Quem melhor definiu Lula foi o próprio Lula. No ano passado, ele disse: "Não fui eleito presidente por méritos pessoais ou como resultado da minha inteligência". Eu, que sempre falei mal dele, fui obrigado a aplaudir. Na verdade, a frase aplica-se também a mim. Assim como Lula não foi eleito por méritos pessoais, nunca falei mal dele por motivos pessoais. Tenho tanto interesse por Lula quanto por um fiscal do Porto de Santos. Minha implicância é exclusivamente pública. Acho que os brasileiros, por falta de experiência democrática, atribuem uma importância exagerada ao presidente da República. Um presidente é só um burocrata medíocre que a gente contrata por quatro anos para desempenhar uma tarefa que nenhuma pessoa minimamente sensata estaria disposta a desempenhar. Ele não é nosso chefe: nós é que somos chefes dele.

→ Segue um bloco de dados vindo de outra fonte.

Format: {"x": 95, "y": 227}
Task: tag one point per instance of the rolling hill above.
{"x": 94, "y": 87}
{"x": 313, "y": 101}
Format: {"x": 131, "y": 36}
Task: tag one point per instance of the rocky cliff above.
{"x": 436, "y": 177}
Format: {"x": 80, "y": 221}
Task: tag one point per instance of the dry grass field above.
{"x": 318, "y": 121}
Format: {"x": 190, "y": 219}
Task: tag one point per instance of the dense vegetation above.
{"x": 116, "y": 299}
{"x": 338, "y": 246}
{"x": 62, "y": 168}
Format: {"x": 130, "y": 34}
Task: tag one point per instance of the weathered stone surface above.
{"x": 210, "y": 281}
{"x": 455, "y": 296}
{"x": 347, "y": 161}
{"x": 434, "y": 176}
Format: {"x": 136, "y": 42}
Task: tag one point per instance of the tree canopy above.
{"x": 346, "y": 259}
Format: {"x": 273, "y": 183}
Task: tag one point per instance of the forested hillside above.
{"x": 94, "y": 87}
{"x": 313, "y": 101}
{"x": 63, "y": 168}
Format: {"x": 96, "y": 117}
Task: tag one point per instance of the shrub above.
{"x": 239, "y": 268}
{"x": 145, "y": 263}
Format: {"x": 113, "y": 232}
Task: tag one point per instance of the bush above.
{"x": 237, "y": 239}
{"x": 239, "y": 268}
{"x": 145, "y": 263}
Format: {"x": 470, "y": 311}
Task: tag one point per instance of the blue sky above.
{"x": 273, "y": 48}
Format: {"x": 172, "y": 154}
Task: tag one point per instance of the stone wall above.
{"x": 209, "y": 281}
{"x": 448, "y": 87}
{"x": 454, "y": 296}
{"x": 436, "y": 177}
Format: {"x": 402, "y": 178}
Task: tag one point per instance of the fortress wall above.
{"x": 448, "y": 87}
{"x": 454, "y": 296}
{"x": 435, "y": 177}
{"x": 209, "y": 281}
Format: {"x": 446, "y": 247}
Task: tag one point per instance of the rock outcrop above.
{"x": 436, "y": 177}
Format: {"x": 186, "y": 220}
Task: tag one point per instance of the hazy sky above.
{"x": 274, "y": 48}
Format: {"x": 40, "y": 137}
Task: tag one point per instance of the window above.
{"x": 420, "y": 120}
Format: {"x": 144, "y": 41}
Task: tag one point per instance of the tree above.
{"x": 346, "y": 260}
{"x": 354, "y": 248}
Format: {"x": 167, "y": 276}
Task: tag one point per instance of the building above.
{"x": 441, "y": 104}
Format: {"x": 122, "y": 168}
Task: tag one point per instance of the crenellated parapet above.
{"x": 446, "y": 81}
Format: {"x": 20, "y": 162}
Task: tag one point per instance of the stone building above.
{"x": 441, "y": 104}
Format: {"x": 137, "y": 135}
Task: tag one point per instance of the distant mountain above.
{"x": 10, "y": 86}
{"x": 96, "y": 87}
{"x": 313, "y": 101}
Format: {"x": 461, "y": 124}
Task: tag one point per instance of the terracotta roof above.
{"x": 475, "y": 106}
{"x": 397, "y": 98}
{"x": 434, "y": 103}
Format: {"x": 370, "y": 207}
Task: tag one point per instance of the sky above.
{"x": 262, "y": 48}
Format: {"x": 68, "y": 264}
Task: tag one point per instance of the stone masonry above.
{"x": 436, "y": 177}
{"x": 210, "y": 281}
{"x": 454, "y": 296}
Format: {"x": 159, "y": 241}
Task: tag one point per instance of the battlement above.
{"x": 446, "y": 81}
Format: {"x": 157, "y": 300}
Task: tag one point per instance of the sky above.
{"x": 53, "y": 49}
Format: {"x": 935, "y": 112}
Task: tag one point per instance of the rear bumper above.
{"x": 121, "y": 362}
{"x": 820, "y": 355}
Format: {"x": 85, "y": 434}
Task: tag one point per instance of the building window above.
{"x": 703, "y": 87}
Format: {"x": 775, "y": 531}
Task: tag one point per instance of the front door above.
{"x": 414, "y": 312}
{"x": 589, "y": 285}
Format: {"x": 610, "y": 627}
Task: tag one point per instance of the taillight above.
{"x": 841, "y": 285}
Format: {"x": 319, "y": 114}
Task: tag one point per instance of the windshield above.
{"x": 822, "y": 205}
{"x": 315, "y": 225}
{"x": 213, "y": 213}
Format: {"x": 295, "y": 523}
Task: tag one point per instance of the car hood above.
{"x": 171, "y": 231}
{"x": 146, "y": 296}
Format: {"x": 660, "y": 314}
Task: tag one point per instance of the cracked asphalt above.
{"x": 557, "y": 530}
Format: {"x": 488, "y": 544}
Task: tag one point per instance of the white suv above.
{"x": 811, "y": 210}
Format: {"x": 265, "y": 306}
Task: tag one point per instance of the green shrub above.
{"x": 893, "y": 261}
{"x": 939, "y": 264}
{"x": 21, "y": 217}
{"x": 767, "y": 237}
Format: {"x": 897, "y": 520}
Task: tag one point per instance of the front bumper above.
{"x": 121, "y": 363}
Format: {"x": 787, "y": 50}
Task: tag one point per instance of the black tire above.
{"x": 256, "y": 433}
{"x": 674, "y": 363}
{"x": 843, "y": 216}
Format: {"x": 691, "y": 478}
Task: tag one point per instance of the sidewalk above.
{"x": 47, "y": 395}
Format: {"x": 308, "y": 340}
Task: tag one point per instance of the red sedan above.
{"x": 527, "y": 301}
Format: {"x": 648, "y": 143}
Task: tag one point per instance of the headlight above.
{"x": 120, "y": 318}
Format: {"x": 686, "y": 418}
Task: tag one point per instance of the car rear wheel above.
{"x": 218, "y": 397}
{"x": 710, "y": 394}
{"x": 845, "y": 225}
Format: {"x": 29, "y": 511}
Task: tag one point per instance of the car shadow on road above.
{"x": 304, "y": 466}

Lula não entende isso. Tanto que mandou pendurar um crucifixo na parede de seu escritório. O nosso é um Estado laico. Pendurar um crucifixo no Palácio do Planalto é um abuso tão grande quanto pendurá-lo numa escola pública. O Conselho Federal de Jornalismo é um abuso muito maior. Lula quer aumentar seu controle sobre a imprensa. Clóvis Rossi, da Folha de S.Paulo, denunciou o projeto. O secretário de Imprensa de Lula, Ricardo Kotscho, respondeu comparando-o a Jim Jones, o fanático religioso que levou seus fiéis ao suicídio coletivo. A ameaça é clara: opor-se ao governo é um suicídio, e quem se atrever a seguir Clóvis Rossi acabará morto, junto com ele. Isso não é linguagem de governo: é linguagem de máfia. Kotscho sugere também que Clóvis Rossi, em vez de ficar sentado à escrivaninha, viaje pelo Brasil e mostre a seus leitores como o país está melhorando, por mérito de Lula. Ele até relaciona os assuntos sobre os quais os petistas desejariam ler: terras irrigadas pelo programa de agricultura familiar, fábricas onde há fartura de empregos e felizes beneficiados pelo Bolsa-Família. Ali Kamel, no Globo, mostrou que o Bolsa-Família não passa de uma esmola, porque o governo não controla a freqüência escolar dos filhos dos beneficiados. Não creio que fosse essa a abordagem que Kotscho tinha em mente.

Eu, por sorte, não corro risco nenhum. Lula já disse que nem sabe quem eu sou. Posso continuar a debochar dele. A liberdade de debochar de um presidente é tão importante quanto a de denunciar roubalheiras.